Lo que Blackie me enseñó
Un accidente doméstico común en los ancianos, una caída en el baño, el miércoles pasado, me dejó parecido a la caracterización de Lon Chaney en El fantasma de la Ópera de 1925. No pude participar, por lo tanto, del homenaje que en esa tarde se rendía a Blackie en el Maipo. Dedico entonces esta columna a la evocación de esa mujer extraordinaria, a la que conocí cuando Jacobo Timerman me envió a entrevistarla para Primera Plana, a comienzos de los años 60. Confieso que nunca asistí a sus recitales de negro spirituals y blues; yo era muy joven por entonces (años 30, 40) y la vi por primera vez en 1942, creo, en Si Eva se hubiese vestido .
Blackie (o sea, Paloma Efrom) vivía en una casa de departamentos, de inevitable estilo francés, en la avenida Córdoba entre Uruguay y Paraná, o por ahí. Yo había oído de su trato austero y su severidad y lo comprobé cuando me ordenó, apenas di el primer paso, que me calzara los patines de fieltro que mantenían el parquet inmaculado. No volví a verla hasta años después, cuando vivía en Santa Fe ¿y Anchorena? (no recuerdo bien) y me citó para ofrecerme reemplazar, en su programa de Radio Continental, por un tiempo a Bernardo Ezequiel Koremblit, que se iba de viaje. Acepté, no sin cierta alarma: yo había hecho algo de radio con el malogrado Miguel Ángel Merellano y con Antonio Carrizo, pero Blackie, dada su personalidad, me sonaba a mayor desafío. Me convenció mi amiga y colega Giselle Casares, que colaboraba en ese programa.

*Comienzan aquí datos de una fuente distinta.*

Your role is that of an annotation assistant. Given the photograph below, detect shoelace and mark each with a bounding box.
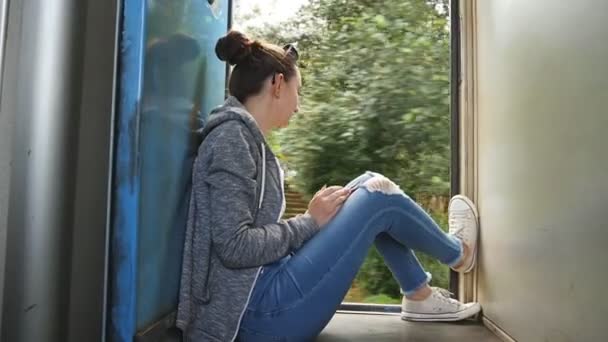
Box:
[448,211,469,240]
[431,287,456,305]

Nunca olvidaré la primera tarde, cuando ella me preguntó qué estaba leyendo. Era una semblanza de Schliemann, el descubridor de Troya y sus tesoros, y de cómo había resucitado a la ciudad dela Ilíada . Conté esa historia y Blackie comenzó a desgranar sus comentarios, a hacerme preguntas. Cuando terminó el espacio, advertí que, increíblemente, en un programa radial de la tarde habíamos comentado un episodio que aparentemente no debía interesar a muchos y, sin embargo, el teléfono de la radio no paraba de registrar la reacción favorable de los oyentes. Primera enseñanza: la cultura interesa a mucha gente, cuando se tiene la habilidad de hacerla interesante. En sucesivas emisiones comprobé la destreza con que Paloma resolvía los mil problemas que pueden surgir a cada rato frente al micrófono. En un gran portafolios, una especie de bolsa insondable, guardaba infinidad de recortes, anotaciones, libros, que en cualquier momento cubrían la ausencia de un invitado, o la accidental falla de un colaborador. Segunda enseñanza: estar siempre preparado para una eventualidad cuando se enfrenta al público.
¿Qué no le interesaba a esa mujer de voz grave, ceño severo y una oculta ternura, que a veces dejaba asomar en una leve caricia, en una inesperada sonrisa? Culta, lectora incansable, tenía sentido del humor y se preocupaba de verdad por los problemas del prójimo.
Dos imágenes inolvidables: cuando estábamos creo que en Splendid, en una tarde de lluvia feroz, el portero de la radio la llevaba en brazos hasta el taxi que la esperaba en la puerta (ya no se sentía bien). Y, en la época de Continental, yo entro al Tortoni por la puerta de Rivadavia y la veo en una mesa lejana, tan menuda y frágil, sumergida en la lectura, rodeada de libros y papeles. Sentí que estaba muy sola, pese al afecto de tantos: acaso en esa soledad estaba su fuerza, como lo quería Ibsen.